Fig. 2The phylogenetic tree of all the GT1 family members. The three groups A, B and C were distinguished by different background. The origin of the GT1 were color labeled in peripheral circle. The characterized GT1 enzymes in the branches were highlighted by red lines, and the functions of GT1 in many clades awaits characterization. (For interpretation of the references to color in this figure legend, the reader is referred to the web version of this article.)

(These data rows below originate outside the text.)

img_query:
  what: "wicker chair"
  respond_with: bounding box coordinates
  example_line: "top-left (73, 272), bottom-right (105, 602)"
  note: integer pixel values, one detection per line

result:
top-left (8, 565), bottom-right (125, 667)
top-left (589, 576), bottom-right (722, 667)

Fig. 3Phylogenetic tree analysis of the characterized GTs from the GT1 family. The three groups A1, B1 and C1 were color labelled with different background according to those in Fig. 2. The substrate specificities of the characterized GT1 family were depicted by different colors in peripheral circle. The characterized GT1 enzymes with co-crystal structures reported were highlighted by red lines. (For interpretation of the references to color in this figure legend, the reader is referred to the web version of this article.)
Fig. 4The proportion of proteins of different lengths from each life domains. Every 20 amino acid residues were binned as one scatter. The frequency and variation in the protein sequence length was represented by the peak height and width.
Comparison of the average length (aa) of GTs from different life domains.
| GTs from different life domains | Length (aa) of whole Protein | Length (aa) of Region A | Length (aa) of Region B |
|---|---|---|---|
| 17 BGTs with crystal structures | 400.8 ± 22.0 | 38.06 ± 9.66 | 43.29 ± 14.03 |
| 11 PGTs with crystal structures | 460.7 ± 14.9 | 24.36 ± 2.77 | 63.00 ± 13.39 |
| All archaea-derived GTs (ArGTs) | 400.6 ± 69.8 | 37.11 ± 7.56 | 21.68 ± 6.76 |
| All bacteria-derived GTs (BGTs) | 402.0 ± 27.9 | 39.85 ± 8.03 | 41.45 ± 14.62 |
| All plant-derived GTs (PGTs) | 470.3 ± 31.7 | 40.89 ± 14.02 | 49.45 ± 13.33 |
| All fungi-derived GTs (FGTs) | 479.1 ± 68.1 | 27.77 ± 6.70 | 64.48 ± 10.15 |
| All animal-derived GTs (AGTs) | 494.7 ± 42.0 | 47.31 ± 7.02 | 73.13 ± 10.48 |
| All virus-derived GTs (VGTs) | 514.3 ± 38.0 | 45.89 ± 3.52 | 75.48 ± 5.31 |
Fig. 5Comparison of the structures and sequence lengths of Region A and Region B in BGTs and PGTs. (A) The representative crystal structures of the bacterial protein GtfA and botanical protein UGT78K6. The major differences among GtfA and UGT78K6 lied in the Region A and Region B that were depicted in red and blue, respectively. (B) The multiple sequence alignment of the 10 GT sequences for which co-crystal structures were known, including 4 BGTs labelled in orange color and 6 PGTs labelled in green color. The Region A and B were labeled with lines and the number in the brackets represented the amino acids omitted. The influential amino acid residues that interacted with substrates in the co-crystals were marked with blue boxes. (For interpretation of the references to color in this figure legend, the reader is referred to the web version of this article.)